So, when we enable CFD coupling, we can see the particles settling down in their position, and as we advance in time, you can visualize the particles interacting with the gas phase as well, and we can visualize that by basically going to 2-way Fluent and making this visible.

Basically, the fluid is moving, and we can track with it the particles as well. So, given that we have so many vectors, we can actually increase the stride, so we have a more easier visualization of the flow field through the domain.

So, you can see how the particles are affected by the flow, and the flow is also affected by the particles, by how the particles move. And the particles here are colored by their temperatures, so I should go here into particles.

So, the nodes are colored by temperature, and we can color them by different variables as well. So, if I basically select reaction rate, we can visualize where the reactions are more predominant.

The reaction rate for C oxidation with O2 forming CO 2. If we actually look at a time plot, you can see basically the average rate of reaction 1, how it changes with respect to the velocity of the particle.

So, as the particle velocity increases, there's a bit of a bump or increase in the reaction rate for the first reaction. And once the particle velocity decreases, once they settle down, and they kind of follow this cyclical pattern as we run the model, the reaction rate drops.

We can also look at things like the basically the temperature of the particles over the course of the simulation using the time plots.

So, at time zero, they started at 1000, as I initialized them, and then they go up, basically to close to 1100 Kelvin, and the green line here reflects the sum of the particle. Please be sure to correct any misspelled Ansys product names as you transcribe, eg, OptiSling should be optiSLang.

If you look at the average size of coal combustion for this model, we can see that they drop over time. The average size decreases.
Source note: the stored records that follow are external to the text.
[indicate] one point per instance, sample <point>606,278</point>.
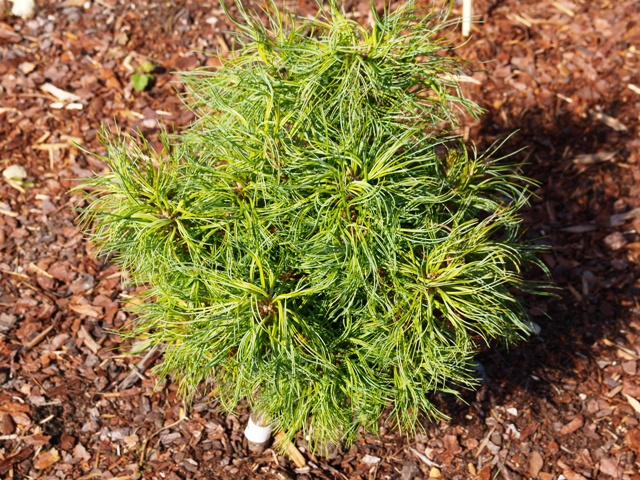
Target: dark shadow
<point>595,278</point>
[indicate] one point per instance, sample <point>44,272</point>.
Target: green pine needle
<point>316,242</point>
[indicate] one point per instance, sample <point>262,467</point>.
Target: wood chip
<point>60,94</point>
<point>620,218</point>
<point>88,340</point>
<point>424,458</point>
<point>633,402</point>
<point>609,121</point>
<point>572,426</point>
<point>292,451</point>
<point>46,459</point>
<point>535,464</point>
<point>593,158</point>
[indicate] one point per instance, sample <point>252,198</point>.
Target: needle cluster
<point>316,242</point>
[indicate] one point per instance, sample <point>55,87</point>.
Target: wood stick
<point>467,12</point>
<point>140,368</point>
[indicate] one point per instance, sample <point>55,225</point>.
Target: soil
<point>564,75</point>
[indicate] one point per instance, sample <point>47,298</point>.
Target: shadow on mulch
<point>595,284</point>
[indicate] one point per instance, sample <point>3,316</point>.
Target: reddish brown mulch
<point>565,74</point>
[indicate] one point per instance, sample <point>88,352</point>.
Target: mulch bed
<point>564,74</point>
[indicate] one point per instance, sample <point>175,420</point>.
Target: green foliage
<point>316,243</point>
<point>142,78</point>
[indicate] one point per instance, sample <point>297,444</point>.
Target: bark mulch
<point>564,74</point>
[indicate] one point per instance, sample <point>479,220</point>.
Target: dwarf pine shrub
<point>316,242</point>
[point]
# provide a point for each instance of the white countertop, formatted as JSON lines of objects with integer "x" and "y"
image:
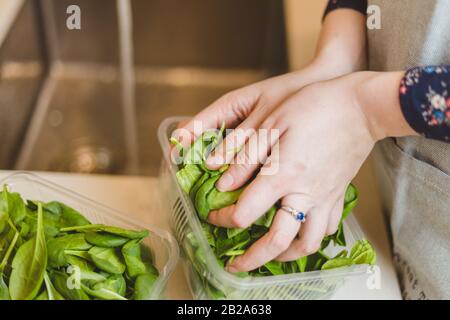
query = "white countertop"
{"x": 138, "y": 197}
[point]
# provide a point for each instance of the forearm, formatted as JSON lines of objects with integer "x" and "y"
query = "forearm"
{"x": 378, "y": 97}
{"x": 342, "y": 43}
{"x": 408, "y": 103}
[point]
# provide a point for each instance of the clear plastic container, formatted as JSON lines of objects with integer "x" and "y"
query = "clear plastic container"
{"x": 208, "y": 280}
{"x": 162, "y": 243}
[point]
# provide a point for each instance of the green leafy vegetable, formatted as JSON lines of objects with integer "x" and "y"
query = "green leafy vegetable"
{"x": 144, "y": 285}
{"x": 28, "y": 266}
{"x": 107, "y": 259}
{"x": 51, "y": 292}
{"x": 130, "y": 234}
{"x": 50, "y": 251}
{"x": 198, "y": 182}
{"x": 131, "y": 253}
{"x": 56, "y": 248}
{"x": 104, "y": 239}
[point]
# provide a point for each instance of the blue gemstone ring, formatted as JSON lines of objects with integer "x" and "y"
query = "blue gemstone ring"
{"x": 296, "y": 214}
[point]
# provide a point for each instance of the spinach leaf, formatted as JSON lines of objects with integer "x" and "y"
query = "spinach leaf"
{"x": 130, "y": 234}
{"x": 363, "y": 253}
{"x": 4, "y": 291}
{"x": 68, "y": 216}
{"x": 52, "y": 293}
{"x": 42, "y": 296}
{"x": 302, "y": 263}
{"x": 187, "y": 177}
{"x": 78, "y": 253}
{"x": 201, "y": 204}
{"x": 60, "y": 280}
{"x": 274, "y": 267}
{"x": 28, "y": 265}
{"x": 115, "y": 283}
{"x": 143, "y": 286}
{"x": 198, "y": 184}
{"x": 107, "y": 259}
{"x": 56, "y": 248}
{"x": 337, "y": 263}
{"x": 12, "y": 204}
{"x": 131, "y": 253}
{"x": 218, "y": 200}
{"x": 81, "y": 263}
{"x": 103, "y": 239}
{"x": 103, "y": 293}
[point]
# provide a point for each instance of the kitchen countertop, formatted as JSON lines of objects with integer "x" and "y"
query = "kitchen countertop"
{"x": 8, "y": 12}
{"x": 138, "y": 197}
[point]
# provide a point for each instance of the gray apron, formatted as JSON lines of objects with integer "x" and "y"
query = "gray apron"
{"x": 414, "y": 173}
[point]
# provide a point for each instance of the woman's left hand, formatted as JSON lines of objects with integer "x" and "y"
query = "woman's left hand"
{"x": 326, "y": 131}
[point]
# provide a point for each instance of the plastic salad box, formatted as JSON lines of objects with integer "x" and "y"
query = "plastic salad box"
{"x": 161, "y": 243}
{"x": 208, "y": 280}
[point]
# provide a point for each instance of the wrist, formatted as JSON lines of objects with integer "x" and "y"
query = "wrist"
{"x": 378, "y": 98}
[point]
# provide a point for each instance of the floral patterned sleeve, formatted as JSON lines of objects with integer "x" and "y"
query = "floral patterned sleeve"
{"x": 425, "y": 101}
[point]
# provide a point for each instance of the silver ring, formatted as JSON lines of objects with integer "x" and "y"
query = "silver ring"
{"x": 296, "y": 214}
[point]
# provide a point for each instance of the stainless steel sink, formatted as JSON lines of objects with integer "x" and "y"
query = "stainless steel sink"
{"x": 187, "y": 54}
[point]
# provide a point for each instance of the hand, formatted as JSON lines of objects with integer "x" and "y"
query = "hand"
{"x": 326, "y": 130}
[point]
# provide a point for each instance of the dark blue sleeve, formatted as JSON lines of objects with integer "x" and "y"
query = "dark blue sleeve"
{"x": 358, "y": 5}
{"x": 425, "y": 101}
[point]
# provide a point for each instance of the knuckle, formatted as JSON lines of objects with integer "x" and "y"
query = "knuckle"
{"x": 331, "y": 230}
{"x": 279, "y": 241}
{"x": 238, "y": 221}
{"x": 306, "y": 247}
{"x": 268, "y": 123}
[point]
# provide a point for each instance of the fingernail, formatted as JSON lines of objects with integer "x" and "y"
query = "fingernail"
{"x": 225, "y": 182}
{"x": 232, "y": 269}
{"x": 214, "y": 161}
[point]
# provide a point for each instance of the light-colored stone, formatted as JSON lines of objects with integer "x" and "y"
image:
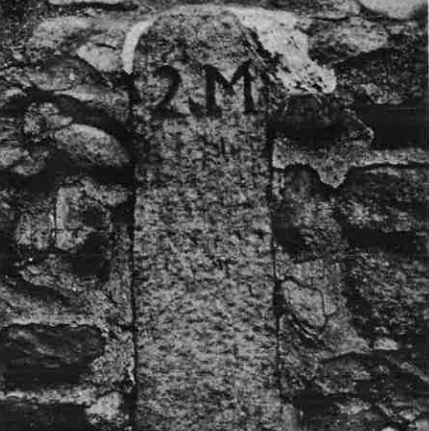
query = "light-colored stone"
{"x": 124, "y": 3}
{"x": 396, "y": 9}
{"x": 89, "y": 147}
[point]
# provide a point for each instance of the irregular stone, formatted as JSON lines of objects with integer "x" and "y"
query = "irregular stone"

So, this is basically what we have here.

And I can quickly play, so that we can visualize, and I will change the back to temperature, so we can see that as we run this model, the particles are moving, their color is slowly moving from more blue and green color to a more yellow, the red color indicates that the temperature is going up.

See the cyclical pattern as well. They go up, and then they go down, and then they go up again, and then they go down. There's a fairly cyclical pattern that we see in the plots as well.

The air pushing the particles, fluidizing these particles, and then exiting once the upper layer of particles becomes small, and then we reset to time zero. That is basically it. I also should note that I'm using a GPU solver for the DEM for Rocky.

So, basically, this can be set up in general, and then I'm using the GPU solver for this model, and a CPU solver for Fluent. So, basically, once we start the simulation, what will happen is Rocky and Fluent are going to run at the same time.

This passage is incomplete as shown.